David Graeber speaks about precisely the struggle between the verticals and the horizontals within the first general assembly to organize the occupation of Wall Street in August. At first the verticals had organized a coalition of top-heavy traditional protest groups with traditional demands against the budget cuts, etc. Graeber and the other horizontals realized they had been tricked because the meeting had been called to organize an assembly, not a traditional march and rally around demands. "So we kind of went over to the side and started our own general assembly and they tried to call us back and there was this whole tug of war. And eventually we won. Everybody came over to our side, they gave up on the rally".
When I went to the first general assembly on Oct. 8th in Vancouver to organize Occupy Vancouver we used the assembly method and the voice mic even though there was no restriction not to use an electric speaker system as there was in NYC. There were hundreds of people at the meeting. It was the largest planning meeting I'd ever been to in my life and I've been an activist for 40 years. The spirit at the meeting was totally amazing, a spirit of optimism, of hope, of cooperation, and of solidarity. I felt like it was the first day of the revolution. I told several friends at the assembly that I had been waiting for this day all my life, a bit of rhetoric to be sure, but it felt like that. With that reflection, I'll finish this response to Engel and to all those who still cling to the old, failed methods of organizing.

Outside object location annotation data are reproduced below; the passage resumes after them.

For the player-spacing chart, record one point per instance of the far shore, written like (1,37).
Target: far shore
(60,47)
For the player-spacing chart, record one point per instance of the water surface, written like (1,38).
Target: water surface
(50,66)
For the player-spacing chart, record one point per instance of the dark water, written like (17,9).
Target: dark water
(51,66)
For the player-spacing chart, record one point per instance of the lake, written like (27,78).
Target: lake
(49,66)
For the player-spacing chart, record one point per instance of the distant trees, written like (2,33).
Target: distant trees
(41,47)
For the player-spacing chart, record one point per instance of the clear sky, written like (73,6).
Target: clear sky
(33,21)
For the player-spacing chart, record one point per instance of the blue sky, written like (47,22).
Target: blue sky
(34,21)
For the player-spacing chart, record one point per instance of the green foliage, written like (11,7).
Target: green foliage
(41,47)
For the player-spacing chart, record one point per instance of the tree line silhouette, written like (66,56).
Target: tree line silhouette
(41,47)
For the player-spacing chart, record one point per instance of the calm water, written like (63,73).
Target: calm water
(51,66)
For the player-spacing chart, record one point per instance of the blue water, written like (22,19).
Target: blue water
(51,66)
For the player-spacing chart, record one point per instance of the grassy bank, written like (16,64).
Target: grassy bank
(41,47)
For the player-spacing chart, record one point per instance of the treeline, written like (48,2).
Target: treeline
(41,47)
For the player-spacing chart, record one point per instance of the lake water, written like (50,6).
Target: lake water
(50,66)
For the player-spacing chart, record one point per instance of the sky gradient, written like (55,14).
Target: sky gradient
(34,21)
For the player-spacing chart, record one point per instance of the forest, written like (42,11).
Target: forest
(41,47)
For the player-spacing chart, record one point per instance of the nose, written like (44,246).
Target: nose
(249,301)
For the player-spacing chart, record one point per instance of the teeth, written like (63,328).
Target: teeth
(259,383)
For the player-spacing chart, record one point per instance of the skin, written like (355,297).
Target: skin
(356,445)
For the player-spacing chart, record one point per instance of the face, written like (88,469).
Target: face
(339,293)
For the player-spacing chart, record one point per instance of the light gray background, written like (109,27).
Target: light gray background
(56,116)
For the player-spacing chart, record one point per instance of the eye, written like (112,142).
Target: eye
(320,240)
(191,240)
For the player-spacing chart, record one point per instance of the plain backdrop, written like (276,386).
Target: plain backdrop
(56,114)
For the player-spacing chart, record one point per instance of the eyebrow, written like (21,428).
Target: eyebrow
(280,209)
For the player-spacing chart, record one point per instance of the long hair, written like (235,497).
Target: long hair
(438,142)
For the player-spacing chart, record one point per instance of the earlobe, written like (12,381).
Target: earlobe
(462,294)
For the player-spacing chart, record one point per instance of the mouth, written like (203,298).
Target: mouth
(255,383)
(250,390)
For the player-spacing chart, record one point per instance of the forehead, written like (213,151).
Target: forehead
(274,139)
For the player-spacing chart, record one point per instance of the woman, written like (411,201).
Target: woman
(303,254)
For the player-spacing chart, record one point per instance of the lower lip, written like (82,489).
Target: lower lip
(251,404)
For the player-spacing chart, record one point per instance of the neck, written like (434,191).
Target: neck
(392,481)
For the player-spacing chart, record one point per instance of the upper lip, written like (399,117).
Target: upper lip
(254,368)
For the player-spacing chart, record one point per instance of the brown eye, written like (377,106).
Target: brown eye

In a mere two months, the 99% movement has spread like an inspirational wildfire across the US and around the world. What does that look like to me? It looks like a social revolution whereby what normally takes years to accomplish is accomplished in weeks. Yes, it is true that the OWS movement has not come together around a common program or set of solutions. After only two months the movement is still in its infancy. Although millions support it in many different ways, many millions more are still not involved. OWS cannot --- nor should it --- take the place of an organized working class and civil society. Only the peoples united can do that. To be liberated the people must be the protagonists in their own struggles for liberation and genuine democracy. Even Lenin understood this.
What the 99% movement has touched off is really an emergent social revolution. The people of the US, Canada and the world are waking up from the long nightmare of capitalism. The OWS movement is providing a model for a better way to organize and is constantly reaching out to people and other organizations, calling on people to organize in their own communities, to organize their own assemblies as they have a constitutional right to do in the US at least. The assemblies themselves can be seen as an incipient form of peoples' councils and self-organized direct institutions of self-governance in the making. Unfortunately, Michael Engel has not understood this.
[Mike Carr is a reluctantly retired Sessional Instructor from Simon Fraser U. in Vancouver BC. He holds a Ph.D. in Community & Regional Planning from UBC. He has been a social & community activist for 40 years. Carr currently lives in Havana, Cuba with his family.]